O Brasil começa no litoral. Sua grandeza demora a caminhar para o interior, o que feito, viria a torná-lo continental. O litoral extenso e o interior pouco conhecido podem ter levado a uma postergação na interiorização. Mas a bússola brasileira apontava para este destino.  Não veio primeiro a cultura, veio primeiro a lide econômica. E, da economia, uma sociedade, novos desejos e necessidades, ao cabo um novo horizonte.
 A necessidade de estarem juntos na defesa e no desenvolvimento levou à criação de instituições.  Estas não só fomentam o desenvolvimento cultural como os preservam. Descobrir as mesmas coisas a cada geração, é um desperdício de recursos econômicos, e vitais.
As associações na forma de sodalícios  de letras se apresentam como precursores de outras modalidades. A primeira academia de Letras, a francesa data de 1635 pelo Cardeal Richelieu. A nossa mais importante das Letras data de 1897 , no Rio de Janeiro, capital, porém a mais antiga é a cearense de 1894. No campo da Medicina, a primeira a ter se notícia foi criada na Alemanha em 1652; no Brasil chega como sociedade de Medicina do Rio de Janeiro em 1829, posteriormente, 1835 é chamada de Academia Imperial e por fim Academia Nacional de Medicina.
Em São Paulo, capital, de 1889 a 1891 funciona a Sociedade Médico-Cirúrgica de São Paulo. Em 1895 é fundada a Sociedade de Medicina e Cirurgia de São Paulo, a qual em 1954 assume-se como Academia, posto que de acesso restrito para se tornar membro.

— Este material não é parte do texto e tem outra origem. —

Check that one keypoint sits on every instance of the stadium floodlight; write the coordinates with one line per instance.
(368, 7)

Sempre nas capitais. Eis que em 2025, Ribeirão Preto, rompe este paradigma e na sua melhor tradição, inova e funda a primeira Academia de Medicina fora de uma capital. Ela que não teve a primazia de ter a primeira escola médica do interior, fundação que coube a Faculdade de Medicina de Sorocaba, PUC SP, 1950, torna-se sede da Academia Ribeirãopretana de Medicina, fundada no dia do médico, 18  de Outubro de 2025.

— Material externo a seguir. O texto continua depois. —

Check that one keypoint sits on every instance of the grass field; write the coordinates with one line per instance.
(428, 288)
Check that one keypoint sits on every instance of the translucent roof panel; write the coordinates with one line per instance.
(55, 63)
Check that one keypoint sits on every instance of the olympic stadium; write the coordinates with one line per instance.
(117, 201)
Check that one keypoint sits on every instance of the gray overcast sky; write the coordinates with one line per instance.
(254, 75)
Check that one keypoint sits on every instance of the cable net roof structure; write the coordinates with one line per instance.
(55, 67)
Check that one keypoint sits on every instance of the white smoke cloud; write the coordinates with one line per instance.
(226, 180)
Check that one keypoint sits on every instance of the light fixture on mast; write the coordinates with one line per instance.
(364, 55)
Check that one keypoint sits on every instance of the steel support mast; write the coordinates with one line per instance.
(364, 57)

Opta escrever-se como Ribeirãopretana, na forma preconizada por Amini Boainain Hauy, titular da ARL, Academia Ribeirãopretana de Letras, autora do livro Ribeirãopretano, ribeirão-pretano, ribeirão-pretense, ribeiropretano, ribeiro-pretano, riberopretano? Ribeirão Preto, Editora Funpec, 2003.
Sua fundação se dá de forma consensual entre médicos com gabarito ímpar, na assistência, na docência, no tribunal de ética, na pesquisa  e liderança de entidades correlatas e de interesse de médicos com o  objetivo, sem horizonte próximo, de: “ promover e estimular o estudo e o progresso da Medicina e das ciências afins... opinar sobre todas as questões que envolvam direta ou indiretamente o exercício da profissão médica... colaborar com os Poderes Públicos no estudo de questões de caráter médico ou médico-social... preservar a história da medicina na nossa cidade.” Tarefas amplas, dignas e necessárias.

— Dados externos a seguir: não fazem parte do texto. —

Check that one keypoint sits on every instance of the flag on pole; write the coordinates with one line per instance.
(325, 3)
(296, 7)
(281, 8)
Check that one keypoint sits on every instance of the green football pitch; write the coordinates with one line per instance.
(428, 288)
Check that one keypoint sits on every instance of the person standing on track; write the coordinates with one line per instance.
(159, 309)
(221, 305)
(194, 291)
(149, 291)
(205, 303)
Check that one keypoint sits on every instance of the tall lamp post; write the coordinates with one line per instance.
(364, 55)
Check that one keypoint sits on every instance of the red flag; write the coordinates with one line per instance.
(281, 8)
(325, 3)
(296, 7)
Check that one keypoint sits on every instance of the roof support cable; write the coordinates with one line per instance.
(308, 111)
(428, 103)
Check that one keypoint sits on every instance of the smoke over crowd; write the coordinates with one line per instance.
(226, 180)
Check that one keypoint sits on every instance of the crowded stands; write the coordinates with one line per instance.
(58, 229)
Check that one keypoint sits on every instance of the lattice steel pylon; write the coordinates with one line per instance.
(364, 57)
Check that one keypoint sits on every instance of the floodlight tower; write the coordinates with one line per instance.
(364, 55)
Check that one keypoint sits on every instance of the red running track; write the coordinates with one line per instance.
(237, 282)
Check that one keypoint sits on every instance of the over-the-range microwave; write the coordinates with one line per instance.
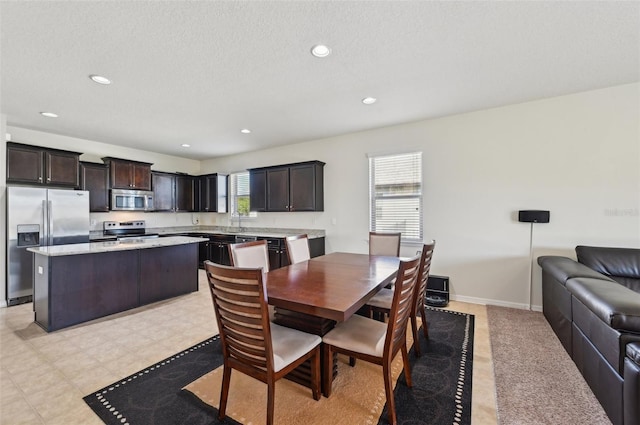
(131, 200)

Entidade sem fins lucrativos, sem objetivo associativo ou recreacional, firmemente fundada na ética, exige de seus membros, uma vida e uma reputação compatíveis com os ideais de melhor estirpe para a humanidade e para os cuidadores da vida da humanidade. Seus fundadores atenderam ao chamado da história e nas terras do café e da medicina, lançaram pedra fundamental para a  neoacademia. A Academia merecia nascer em boa terra. A boa terra merece boas instituições.
Assim é a origem da ARPM, sem vaidade, sem rivalidades e com objetivos agregadores e  de preservação da boa prática médica e da boa memória da Medicina e de seus médicos, com membros vitalícios, em número restrito e de acesso seletivo.